Na primeira viagem missionária, o ajudante João Marcos não completou a jornada e teve que voltar para Jerusalém antes do fim da missão (At 13.13). Isso aconteceu quando eles foram até ao interior da Antioquia da Pisídia,2 em Perge na Panfilia (At 13.13). Paulo julgou ser desnecessário levar o jovem Marcos de novo ao campo, uma vez que ele já havia desistido (At 15.36-40).

Ao registrar o clima culminante entre Barnabé e Paulo, Lucas deixou claro em Atos 15.39-49: “E a divergência entre eles foi tão grave que se separaram um do outro. E Barnabé, levou Marcos consigo navegando para Chipre. Mas Paulo, tendo escolhido Silas, partiu confiado pelos irmãos à graça do Senhor. Passou pela Síria e Cilicia, fortalecendo as igrejas” (At 15.39-41, AS21).3 Esta cena marcou um momento decisivo e conhecido como a segunda viagem missionária do apóstolo Paulo. É provável que o apóstolo assumisse a liderança da equipe,4 em preparo antes de prosseguir sua viagem. No entanto, ao chegar a Derbe e Listra, Paulo encontra ali um discípulo, o jovem Timóteo – natural de Listra, substituindo assim, Marcos. Lopes sugere que os familiares de Timóteo – a mãe Eunice e a avó Lóide – se converteram a Cristo na primeira viagem missionária de Paulo.

Quando Paulo terminou de visitar as igrejas que foram fundadas na primeira viagem missionária, provavelmente no sul da província romana da Galácia, cuja única Carta escrita, aos Gálatas – destinada para as quatro igrejas que se situaram no sul desta província:  Derbe, Listra, Icônio e Antioquia da Psidia.  Paulo e sua equipe (sem Barnabé e Marcos) atravessaram a região frígio-gálata, mas foram impedidos pelo Espírito Santo de anunciar as boas novas na Ásia Menor (província romana da Ásia – na atual Turquia). Tentaram ir para Bitínia, mas foram impedidos de novo pelo Espírito de Jesus, resolvendo assim, partir para Trôade, onde Paulo teve uma visão de um varão da Macedônia suplicando que ele fosse lá para ajudá-los (At 16.6-9).

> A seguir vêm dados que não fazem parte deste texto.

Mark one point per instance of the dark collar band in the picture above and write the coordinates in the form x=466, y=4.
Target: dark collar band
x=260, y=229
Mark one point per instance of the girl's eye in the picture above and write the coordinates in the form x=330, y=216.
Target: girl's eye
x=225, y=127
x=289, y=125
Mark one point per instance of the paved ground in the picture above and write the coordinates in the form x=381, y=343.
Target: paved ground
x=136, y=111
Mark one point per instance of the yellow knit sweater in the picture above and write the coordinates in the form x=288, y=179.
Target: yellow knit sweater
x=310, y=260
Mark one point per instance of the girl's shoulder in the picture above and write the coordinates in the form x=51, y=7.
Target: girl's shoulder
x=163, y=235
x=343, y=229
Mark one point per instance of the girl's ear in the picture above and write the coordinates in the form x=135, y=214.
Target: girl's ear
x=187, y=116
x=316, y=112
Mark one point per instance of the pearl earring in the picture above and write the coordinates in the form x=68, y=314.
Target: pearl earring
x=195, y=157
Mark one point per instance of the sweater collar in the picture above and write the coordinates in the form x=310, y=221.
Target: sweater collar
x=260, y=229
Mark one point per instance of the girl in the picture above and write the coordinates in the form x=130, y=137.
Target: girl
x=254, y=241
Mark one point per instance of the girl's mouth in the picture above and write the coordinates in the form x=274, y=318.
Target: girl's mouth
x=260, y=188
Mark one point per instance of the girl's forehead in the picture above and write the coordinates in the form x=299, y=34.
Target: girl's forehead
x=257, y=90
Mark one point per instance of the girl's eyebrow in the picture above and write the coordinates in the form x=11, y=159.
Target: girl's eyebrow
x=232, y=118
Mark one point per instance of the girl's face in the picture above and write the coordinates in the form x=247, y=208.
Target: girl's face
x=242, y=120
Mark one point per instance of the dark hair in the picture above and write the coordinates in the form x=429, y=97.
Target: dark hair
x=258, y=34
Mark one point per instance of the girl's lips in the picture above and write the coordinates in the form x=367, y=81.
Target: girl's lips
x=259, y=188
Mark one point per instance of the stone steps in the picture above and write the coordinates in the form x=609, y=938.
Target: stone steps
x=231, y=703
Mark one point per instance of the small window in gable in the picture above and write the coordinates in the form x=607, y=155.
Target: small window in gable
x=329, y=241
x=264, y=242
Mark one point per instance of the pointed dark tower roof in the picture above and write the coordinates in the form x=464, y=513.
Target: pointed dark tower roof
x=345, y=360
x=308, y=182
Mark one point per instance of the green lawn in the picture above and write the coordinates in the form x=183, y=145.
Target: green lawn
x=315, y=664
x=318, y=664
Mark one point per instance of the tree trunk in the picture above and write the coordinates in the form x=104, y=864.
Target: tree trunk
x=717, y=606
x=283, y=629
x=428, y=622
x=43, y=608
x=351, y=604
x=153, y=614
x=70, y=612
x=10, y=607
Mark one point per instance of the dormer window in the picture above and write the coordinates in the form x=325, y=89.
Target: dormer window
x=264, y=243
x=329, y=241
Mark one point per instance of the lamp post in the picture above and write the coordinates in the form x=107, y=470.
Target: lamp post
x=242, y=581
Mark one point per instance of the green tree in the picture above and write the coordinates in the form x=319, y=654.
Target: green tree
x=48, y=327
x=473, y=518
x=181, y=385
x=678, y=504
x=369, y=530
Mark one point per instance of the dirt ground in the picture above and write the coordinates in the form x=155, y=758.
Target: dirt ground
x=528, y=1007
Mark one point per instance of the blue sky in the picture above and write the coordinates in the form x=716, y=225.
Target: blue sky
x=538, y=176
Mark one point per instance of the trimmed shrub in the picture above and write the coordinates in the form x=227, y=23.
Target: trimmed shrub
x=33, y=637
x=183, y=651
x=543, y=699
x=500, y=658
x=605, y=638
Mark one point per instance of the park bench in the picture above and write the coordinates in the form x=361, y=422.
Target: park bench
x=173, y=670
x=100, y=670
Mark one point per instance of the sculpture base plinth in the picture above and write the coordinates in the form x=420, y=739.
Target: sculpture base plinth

Eles foram de imediato, conscientes de que Deus os havia chamado para anunciar o evangelho nesta província romana (At 16.10).5

Filipos foi a primeira cidade do continente europeu conquistada pelo evangelho. A empresária Lídia foi a primeira pessoa convertida nessa missão pioneira no Ocidente. Quando uma jovem escrava foi liberta pelo poder do evangelho, Paulo e Silas foram espancados e presos. Libertos desta prisão por intervenção soberana de Deus, o carcereiro ficou furioso com a cena ao ponto de querer suicidar-se, devido a severa pena que seria aplicada pela jurisdição romana ali, mas ainda assim, Paulo e Silas lhe anunciaram o evangelho, levando o carcereiro e toda sua casa à conversão.

Após o ocorrido, Paulo e Silas partiram para Tessalônica. Nesta cidade, Paulo pregou o evangelho nas sinagogas e alguns judeus se converteram bem como boa parte dos gregos tementes a Deus (At 17.1-4). Porém, os judeus que não se convertiam em Tessalônica ficaram com inveja ao verem muitas pessoas sendo convertidas ao evangelho inclusive as que faziam parte do judaísmo. Paulo e Silas foram enviados de Tessalônica para Beréia, porque os judeus de Tessâlonica tentavam pressioná-lo.

É curioso saber que quando Paulo chegou à cidade de Beréia, de novo, anunciou o evangelho aos bereianos. Segundo Lucas, estes tinham a mente mais aberta e conferiram em sua Bíblia grega-LXX (a tradução do hebraico para o grego) o que estava sendo exposto por Paulo acerca da pessoa do Messias no Antigo Testamento. Entretanto, havia um número considerável dos bereianos que se convertiam através da pregação de Paulo. Para Darby (1987, p.65): “Aqui [em Beréia] os judeus são mais nobres: Examinam as Escrituras para verem se era mesmo assim o que se lhes anunciava. Foi por isso que ali um tão grande número creu na mensagem e em Jesus”.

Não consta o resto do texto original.